The Mets first woman senior vice president is suing the Mets for pregnancy discrimination, claiming co-owner and chief operations officer Jeff Wilpon made several hostile statements to and about her unwed pregnancy while she worked for the company.
Leigh Castergine, a executive in the organization’s ticketing department, alleged in her suit that she lost her job because Wilpon was “morally opposed” to her being pregnant and unmarried.
The suit states that Wilpon told her “that when she gets a ring she will make more money and get a bigger bonus,” and in a meeting over a proposed ad deal said, “I am as morally opposed to putting an e-cigarette sign in my ballpark as I am to Leigh having this baby without being married.”

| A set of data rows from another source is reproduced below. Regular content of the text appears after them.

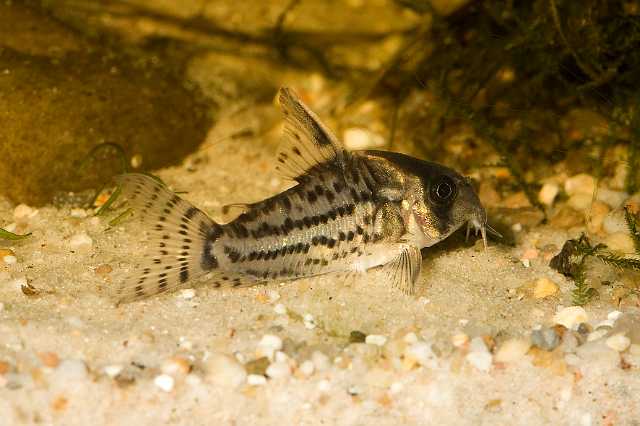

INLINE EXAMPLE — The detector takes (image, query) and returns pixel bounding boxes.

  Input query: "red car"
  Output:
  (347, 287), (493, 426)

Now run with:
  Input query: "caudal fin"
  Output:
(110, 173), (222, 303)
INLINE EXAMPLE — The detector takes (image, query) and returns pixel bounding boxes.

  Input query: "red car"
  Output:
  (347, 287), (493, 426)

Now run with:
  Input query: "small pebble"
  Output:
(102, 364), (123, 379)
(602, 209), (628, 234)
(604, 232), (635, 254)
(349, 330), (367, 343)
(70, 209), (87, 219)
(302, 314), (316, 330)
(404, 342), (437, 367)
(365, 334), (387, 346)
(402, 331), (418, 344)
(257, 334), (282, 359)
(266, 362), (291, 379)
(311, 351), (331, 371)
(205, 354), (247, 388)
(180, 288), (196, 300)
(533, 277), (558, 299)
(465, 351), (493, 373)
(587, 328), (609, 342)
(247, 374), (267, 386)
(564, 173), (596, 196)
(389, 382), (404, 395)
(318, 379), (331, 393)
(38, 352), (60, 368)
(531, 328), (560, 351)
(553, 306), (589, 330)
(607, 311), (622, 321)
(495, 339), (531, 362)
(56, 359), (87, 381)
(95, 263), (113, 276)
(10, 277), (28, 291)
(538, 183), (560, 206)
(13, 204), (38, 221)
(451, 333), (469, 348)
(267, 289), (280, 303)
(69, 232), (93, 248)
(567, 193), (593, 211)
(298, 359), (315, 377)
(605, 333), (631, 352)
(153, 374), (175, 392)
(596, 187), (629, 209)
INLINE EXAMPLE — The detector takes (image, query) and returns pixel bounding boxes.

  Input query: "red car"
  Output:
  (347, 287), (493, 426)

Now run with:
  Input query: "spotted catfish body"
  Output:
(117, 89), (486, 301)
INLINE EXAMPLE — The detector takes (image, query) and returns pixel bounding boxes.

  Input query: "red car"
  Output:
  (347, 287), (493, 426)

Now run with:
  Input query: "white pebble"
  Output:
(257, 334), (282, 359)
(469, 336), (489, 352)
(404, 342), (436, 367)
(342, 127), (384, 151)
(69, 232), (93, 248)
(596, 187), (629, 209)
(206, 354), (247, 388)
(466, 352), (493, 373)
(364, 334), (387, 346)
(70, 209), (87, 219)
(553, 306), (589, 330)
(153, 374), (176, 392)
(298, 359), (316, 377)
(247, 374), (267, 386)
(451, 333), (469, 348)
(302, 314), (316, 330)
(587, 328), (609, 342)
(266, 361), (291, 379)
(496, 339), (531, 362)
(318, 379), (331, 392)
(605, 333), (631, 352)
(538, 182), (560, 206)
(273, 303), (287, 315)
(180, 288), (196, 300)
(102, 364), (123, 379)
(593, 318), (616, 330)
(311, 351), (331, 371)
(602, 209), (628, 234)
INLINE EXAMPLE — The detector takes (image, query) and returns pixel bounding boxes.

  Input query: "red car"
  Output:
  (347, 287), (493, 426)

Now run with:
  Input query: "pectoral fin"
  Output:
(385, 245), (422, 294)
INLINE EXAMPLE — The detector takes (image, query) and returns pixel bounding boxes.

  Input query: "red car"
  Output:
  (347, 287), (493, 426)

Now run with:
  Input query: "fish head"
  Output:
(368, 152), (488, 247)
(407, 162), (487, 247)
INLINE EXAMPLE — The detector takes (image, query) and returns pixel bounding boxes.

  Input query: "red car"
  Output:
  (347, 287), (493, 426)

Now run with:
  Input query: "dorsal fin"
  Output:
(277, 87), (347, 180)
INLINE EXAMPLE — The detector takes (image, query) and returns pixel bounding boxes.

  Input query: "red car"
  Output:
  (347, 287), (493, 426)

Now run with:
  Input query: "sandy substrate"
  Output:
(0, 119), (640, 425)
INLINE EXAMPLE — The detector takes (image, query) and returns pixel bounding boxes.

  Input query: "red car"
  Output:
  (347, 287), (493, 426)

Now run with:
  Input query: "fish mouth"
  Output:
(465, 209), (502, 250)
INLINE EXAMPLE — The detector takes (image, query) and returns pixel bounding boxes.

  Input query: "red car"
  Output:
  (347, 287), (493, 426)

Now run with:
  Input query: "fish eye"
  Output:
(429, 176), (457, 204)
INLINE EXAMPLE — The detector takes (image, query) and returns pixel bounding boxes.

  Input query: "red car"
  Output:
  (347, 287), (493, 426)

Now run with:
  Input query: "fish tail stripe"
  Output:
(115, 174), (223, 303)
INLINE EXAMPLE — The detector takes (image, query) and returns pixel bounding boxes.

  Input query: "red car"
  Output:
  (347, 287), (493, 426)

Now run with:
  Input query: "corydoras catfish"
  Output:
(116, 88), (490, 302)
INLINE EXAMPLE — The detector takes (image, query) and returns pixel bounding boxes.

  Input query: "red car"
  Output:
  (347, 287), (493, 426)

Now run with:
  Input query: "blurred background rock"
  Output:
(0, 0), (640, 216)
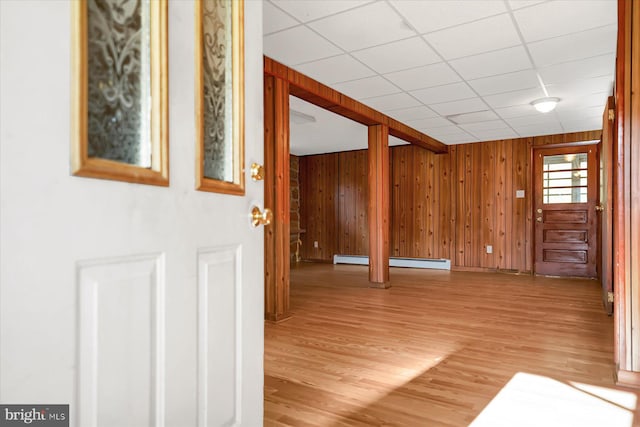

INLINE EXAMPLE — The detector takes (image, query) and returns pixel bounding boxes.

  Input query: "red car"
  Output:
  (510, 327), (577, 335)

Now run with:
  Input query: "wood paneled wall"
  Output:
(450, 138), (533, 271)
(299, 152), (340, 261)
(300, 135), (600, 272)
(337, 150), (368, 255)
(391, 145), (452, 259)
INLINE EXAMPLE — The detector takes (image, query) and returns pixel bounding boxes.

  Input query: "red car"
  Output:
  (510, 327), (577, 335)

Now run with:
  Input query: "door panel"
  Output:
(534, 145), (598, 277)
(0, 0), (264, 427)
(599, 97), (615, 314)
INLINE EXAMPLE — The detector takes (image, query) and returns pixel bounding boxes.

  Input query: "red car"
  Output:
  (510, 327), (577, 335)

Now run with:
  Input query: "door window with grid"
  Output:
(542, 153), (587, 204)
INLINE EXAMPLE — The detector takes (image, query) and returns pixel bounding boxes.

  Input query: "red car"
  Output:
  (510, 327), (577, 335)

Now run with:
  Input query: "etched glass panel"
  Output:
(87, 0), (151, 168)
(202, 0), (233, 182)
(542, 153), (587, 204)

She said Wilpon’s son, Fred told Casterine’s co-workers to to not show interest in her unborn child.
“Do not rub her belly,” the lawsuit claims he warned them. “Don’t ask how she’s doing. She’s not sick, she’s pregnant.”
Castergine, complained to no resolution many times to human resources department, before filing a legal suit, court documents state. She said she was asked to drop her complaints in exchange to stay a year, rather than being immediately fired for low ticket sales.
When she rejected the deal and told her bosses she planned to file suit, they fired her on the spot, the suit states.